By Michael Peltier
TALLAHASSEE, Florida (Reuters) - Florida's Republican budget leaders said on Wednesday they were not panicked by a court ruling that could cost the cash-strapped state $2 billion in additional pension payments, because they were confident it will be overturned on appeal.
A judge ruled on Tuesday, in a move praised by union leaders, that lawmakers erred last year by requiring government employees to contribute 3 percent of their salaries toward their retirement plans, .
Legislators are poised to pass a $70 billion spending plan on Friday, and by law they must pass a balanced budget. But Senate President Mike Haridopolos said he was confident the ruling would be thrown out and the budget plan would survive.
"We expect our budget to be upheld by the courts through the appeals process," said Haridopolos, a Merritt Island Republican. "Just about every state in the union does this. We did it until 1974. The right thing to do is ask public servants like myself to contribute to their own retirement."
Leon County Circuit Judge Jackie Fulford threw out a 2011 law that requires state employees in the Florida Retirement System to start contributing toward their retirement fund. Fulford ruled the law violated the state's contract with existing employees and was therefore unconstitutional.
"To find otherwise would mean that a contract with our state government has no meaning and that citizens of our state can place no trust in the work of our legislature," Fulford wrote in the ruling. "Those are findings this court refuses to make."
If Fulford's ruling is upheld, Florida would be required to spend an additional $1 billion for the current fiscal year and $1 billon for the 2012 fiscal year that begins on July 1.
Having already filled a $1.5 billion budget gap in their current spending planning, Republican leaders say they would have no choice but to return and make deeper cuts if the ruling is upheld.
"That's not pennies in a jar.

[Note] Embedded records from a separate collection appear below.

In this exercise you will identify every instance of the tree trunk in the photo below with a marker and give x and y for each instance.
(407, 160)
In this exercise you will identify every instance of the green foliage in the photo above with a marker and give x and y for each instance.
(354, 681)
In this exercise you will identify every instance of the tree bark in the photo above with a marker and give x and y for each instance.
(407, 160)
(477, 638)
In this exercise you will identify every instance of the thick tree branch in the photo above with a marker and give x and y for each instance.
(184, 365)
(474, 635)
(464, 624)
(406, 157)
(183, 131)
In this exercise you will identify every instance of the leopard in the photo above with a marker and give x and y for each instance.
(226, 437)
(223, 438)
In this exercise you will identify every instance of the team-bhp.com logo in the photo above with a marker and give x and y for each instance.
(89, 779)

That is a budget buster," said incoming Senate President Don Gaetz, a Niceville Republican.
The pension issue has pitted Republican Governor Rick Scott and the Republican-led legislature against the Florida Education Association, AFSCME and other unions representing most of the 560,000 government workers affected by the law.
Scott, who unsuccessfully urged lawmakers to pass a 5 percent employee contribution requirement, immediately ordered the state's attorney to appeal, saying the ruling "doesn't make any sense."

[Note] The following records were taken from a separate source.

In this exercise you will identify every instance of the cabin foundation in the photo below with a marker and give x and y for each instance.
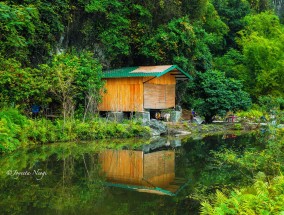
(175, 116)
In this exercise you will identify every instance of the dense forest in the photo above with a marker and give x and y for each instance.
(53, 54)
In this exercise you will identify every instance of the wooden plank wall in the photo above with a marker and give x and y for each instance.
(159, 93)
(158, 96)
(127, 94)
(159, 168)
(123, 94)
(124, 166)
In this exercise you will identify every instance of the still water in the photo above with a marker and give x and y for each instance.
(158, 176)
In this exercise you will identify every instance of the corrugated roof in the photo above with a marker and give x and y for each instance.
(143, 71)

"We are appealing it, and I'm sure it will be held constitutional, but think of the adverse impact it has on our state," Scott said.
Union leaders, however, were ecstatic.
"The judge's ruling confirms that the Florida Constitution requires the state to live up to its promises, including those made to the public workers by the state itself," said FEA President Andy Ford, whose union represents about 140,000 employees.